No one — fans, coaches, teammates or even his own family and friends — saw Jonathan Taylor’s freshman season coming in 2017.
The University of Wisconsin running back, fifth on the depth chart during the first couple weeks of fall camp, went on to rush for nearly 2,000 yards and finish sixth in Heisman Trophy voting.
“From the first scrimmage, I knew he was really good,” UW safety Scott Nelson said, “but then as it went on he just got better and better.”
A year later, Taylor’s far from the only member of the Badgers’ 2017 recruiting class to have already made a major impact on the field.
Eleven players from that class have started at least one game this season, and a few more have contributed with meaningful snaps. Those who started games include Taylor, Nelson, wide receiver Danny Davis, tight end Jake Ferguson, defensive linemen Kayden Lyles and Matt Henningsen, cornerbacks Faion Hicks and Madison Cone, offensive lineman Logan Bruss, quarterback Jack Coan and outside linebacker Andrew Van Ginkel as a junior-college transfer.
Two walk-ons in the class (Henningsen and offensive lineman Josh Seltzner) already earned scholarships just more than a year after arriving on campus.
UW only brought in 18 scholarship commitments that year — 19 if you include cornerback Deron Harrell, who took a grayshirt from 2016 — and none of the major recruiting services ranked the group higher than 35th nationally. Only two members of the class (Davis and Lyles) were ranked as four-star recruits by 247sports, while Rivals, Scout and ESPN labeled five of them as four-star prospects.
“I knew these guys were good,” Ferguson said. “I thought that all the stars, all the hype that a lot of those places make, it wasn’t true and we were very underrated. I thought we could really play. Even just watching young guys last year, I knew we could play ball. … It’s good to see us step up and kind of prove everybody wrong.”
Ferguson said the class could look even more impressive once more of the offensive linemen in the class earn an opportunity. The Badgers have used Bruss as a blocking tight end often this season, and Lyles switched to defensive line this summer to fill a need, but Ferguson believes Seltzner and Tyler Beach could also already be starting for most programs around the country.
Both of UW’s starting guards, Michael Deiter and Beau Benzschawel, are seniors, and offensive coordinator and offensive line coach Joe Rudolph said Seltzner “should absolutely be competing for one of those jobs,” in the offseason.
“Bruss wouldn’t be playing if he didn’t go in and do good things for us,” UW offensive coordinator and offensive line coach Joe Rudolph said. “And I think the same way with Kayden. You wouldn’t be working so hard to get him on the football field.
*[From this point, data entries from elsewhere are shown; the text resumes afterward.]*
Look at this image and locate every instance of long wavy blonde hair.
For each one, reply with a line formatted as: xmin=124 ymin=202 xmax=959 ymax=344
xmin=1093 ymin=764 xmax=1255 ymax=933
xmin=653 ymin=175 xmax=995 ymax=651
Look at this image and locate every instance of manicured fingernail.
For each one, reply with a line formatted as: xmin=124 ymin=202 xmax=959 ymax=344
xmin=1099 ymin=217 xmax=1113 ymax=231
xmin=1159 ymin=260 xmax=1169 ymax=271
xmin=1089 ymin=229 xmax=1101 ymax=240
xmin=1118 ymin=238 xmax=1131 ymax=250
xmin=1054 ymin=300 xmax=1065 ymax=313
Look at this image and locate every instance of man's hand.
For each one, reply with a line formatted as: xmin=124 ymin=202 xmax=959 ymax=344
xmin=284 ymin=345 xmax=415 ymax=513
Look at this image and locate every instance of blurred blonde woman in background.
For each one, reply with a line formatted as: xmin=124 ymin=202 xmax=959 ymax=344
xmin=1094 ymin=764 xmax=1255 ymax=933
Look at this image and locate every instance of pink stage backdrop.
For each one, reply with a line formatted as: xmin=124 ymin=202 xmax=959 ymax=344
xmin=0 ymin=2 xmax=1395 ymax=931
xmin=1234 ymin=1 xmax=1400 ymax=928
Now, (Beach and Seltzner) haven’t played as much, but I think they’re kind of right there.”
Coaches don’t often try to project a player’s progression. Everyone’s path is different, and it’s difficult to know exactly how each prospect will translate to the next level.
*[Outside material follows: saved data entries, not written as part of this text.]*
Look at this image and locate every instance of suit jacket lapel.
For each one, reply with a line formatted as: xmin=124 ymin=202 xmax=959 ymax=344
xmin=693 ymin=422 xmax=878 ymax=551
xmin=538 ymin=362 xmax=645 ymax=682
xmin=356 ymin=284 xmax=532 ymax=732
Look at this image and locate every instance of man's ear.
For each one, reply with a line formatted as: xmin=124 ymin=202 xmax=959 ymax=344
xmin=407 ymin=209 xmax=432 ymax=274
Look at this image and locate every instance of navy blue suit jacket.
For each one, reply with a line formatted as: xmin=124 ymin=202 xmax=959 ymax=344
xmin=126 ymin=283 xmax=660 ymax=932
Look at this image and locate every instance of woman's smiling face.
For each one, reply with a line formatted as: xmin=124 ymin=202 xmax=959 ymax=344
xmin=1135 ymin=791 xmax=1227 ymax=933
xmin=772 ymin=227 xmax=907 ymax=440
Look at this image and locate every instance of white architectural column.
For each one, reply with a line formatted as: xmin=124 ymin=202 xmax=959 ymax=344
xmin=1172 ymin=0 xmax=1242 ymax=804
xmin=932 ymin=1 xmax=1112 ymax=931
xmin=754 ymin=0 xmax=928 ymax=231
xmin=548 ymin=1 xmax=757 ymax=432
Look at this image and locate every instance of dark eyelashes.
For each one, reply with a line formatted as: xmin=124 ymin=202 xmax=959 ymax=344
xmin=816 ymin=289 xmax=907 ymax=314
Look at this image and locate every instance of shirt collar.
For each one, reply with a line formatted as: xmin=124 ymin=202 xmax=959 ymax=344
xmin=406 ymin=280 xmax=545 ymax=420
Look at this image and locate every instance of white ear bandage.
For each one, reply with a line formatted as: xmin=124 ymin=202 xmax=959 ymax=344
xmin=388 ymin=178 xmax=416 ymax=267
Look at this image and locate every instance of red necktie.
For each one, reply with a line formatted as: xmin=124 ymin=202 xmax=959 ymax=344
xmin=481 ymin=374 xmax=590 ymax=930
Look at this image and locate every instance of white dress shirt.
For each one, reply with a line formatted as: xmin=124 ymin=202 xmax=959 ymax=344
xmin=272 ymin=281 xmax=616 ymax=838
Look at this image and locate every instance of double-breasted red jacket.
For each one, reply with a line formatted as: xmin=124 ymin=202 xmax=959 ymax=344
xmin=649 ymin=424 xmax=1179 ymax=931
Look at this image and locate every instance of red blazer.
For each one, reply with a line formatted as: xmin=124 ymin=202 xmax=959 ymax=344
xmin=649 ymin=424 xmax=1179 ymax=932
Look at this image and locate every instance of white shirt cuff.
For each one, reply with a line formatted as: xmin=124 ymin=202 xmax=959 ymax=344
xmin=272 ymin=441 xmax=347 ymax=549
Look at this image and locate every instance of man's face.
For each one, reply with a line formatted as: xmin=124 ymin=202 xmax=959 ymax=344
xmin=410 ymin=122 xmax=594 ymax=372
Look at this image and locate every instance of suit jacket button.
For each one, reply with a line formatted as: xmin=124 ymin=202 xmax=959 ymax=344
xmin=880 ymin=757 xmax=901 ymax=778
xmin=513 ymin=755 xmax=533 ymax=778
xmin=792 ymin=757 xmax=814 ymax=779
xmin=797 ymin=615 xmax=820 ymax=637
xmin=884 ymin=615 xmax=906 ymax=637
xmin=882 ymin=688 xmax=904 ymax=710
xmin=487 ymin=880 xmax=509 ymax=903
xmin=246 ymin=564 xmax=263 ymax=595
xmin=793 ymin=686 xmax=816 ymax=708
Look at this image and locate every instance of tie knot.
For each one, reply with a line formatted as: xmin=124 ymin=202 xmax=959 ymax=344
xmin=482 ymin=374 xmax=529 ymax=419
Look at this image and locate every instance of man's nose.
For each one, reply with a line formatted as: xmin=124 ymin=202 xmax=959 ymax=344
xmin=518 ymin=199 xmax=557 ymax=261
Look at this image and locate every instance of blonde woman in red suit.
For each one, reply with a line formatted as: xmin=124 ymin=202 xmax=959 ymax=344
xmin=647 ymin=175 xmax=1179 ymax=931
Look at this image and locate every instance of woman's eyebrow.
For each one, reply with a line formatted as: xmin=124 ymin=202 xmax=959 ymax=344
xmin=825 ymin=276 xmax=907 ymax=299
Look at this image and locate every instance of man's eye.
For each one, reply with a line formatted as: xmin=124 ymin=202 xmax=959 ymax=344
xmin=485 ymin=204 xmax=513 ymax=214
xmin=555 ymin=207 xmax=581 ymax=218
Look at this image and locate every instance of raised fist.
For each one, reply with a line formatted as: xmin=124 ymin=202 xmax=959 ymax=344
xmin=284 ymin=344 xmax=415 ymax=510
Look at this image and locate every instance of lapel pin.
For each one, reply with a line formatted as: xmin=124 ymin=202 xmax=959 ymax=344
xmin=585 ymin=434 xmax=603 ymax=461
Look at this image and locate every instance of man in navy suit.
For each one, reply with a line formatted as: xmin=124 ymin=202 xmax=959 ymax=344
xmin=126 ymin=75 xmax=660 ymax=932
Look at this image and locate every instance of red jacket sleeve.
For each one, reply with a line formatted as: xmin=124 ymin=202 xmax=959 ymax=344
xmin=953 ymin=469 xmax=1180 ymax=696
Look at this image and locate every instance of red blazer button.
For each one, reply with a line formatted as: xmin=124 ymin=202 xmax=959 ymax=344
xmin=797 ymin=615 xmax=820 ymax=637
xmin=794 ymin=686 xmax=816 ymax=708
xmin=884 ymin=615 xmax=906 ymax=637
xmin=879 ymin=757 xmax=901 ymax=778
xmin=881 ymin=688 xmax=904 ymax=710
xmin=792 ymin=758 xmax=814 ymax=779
The Badgers were optimistic about their 2017 group, however, and it’s already beginning to produce current and future stars during the group’s second year in Madison.
“I think it was pretty clear early that you saw talent-wise a lot of guys were going to be in a position to contribute early,” UW defensive coordinator and defensive backs coach Jim Leonhard said. “Whether it was true freshman year, redshirt, you didn’t know. You never quite know exactly how it’s going to play out, but you knew they were mature kids that could handle it.”
Hornibrook, others remain questionable
Quarterback Alex Hornibrook, right tackle David Edwards and running back Taiwan Deal remained questionable for this week’s game at Purdue when UW released its updated injury report Thursday.
Badgers coach Paul Chryst confirmed that Hornibrook is still in the concussion protocol. The junior participated in practice Tuesday and was throwing after practice again Thursday.
UW safety D’Cota Dixon was named one of 20 semifinalists for the Jason Witten Man of the Year Award, given annually to the Division I college football player who has demonstrated a record of leadership by exhibiting exceptional courage, integrity and sportsmanship both on and off the field.
Three finalists will be named Dec. 10, with the winner announced at an awards ceremony Feb. 12 at The Star in Frisco, Texas.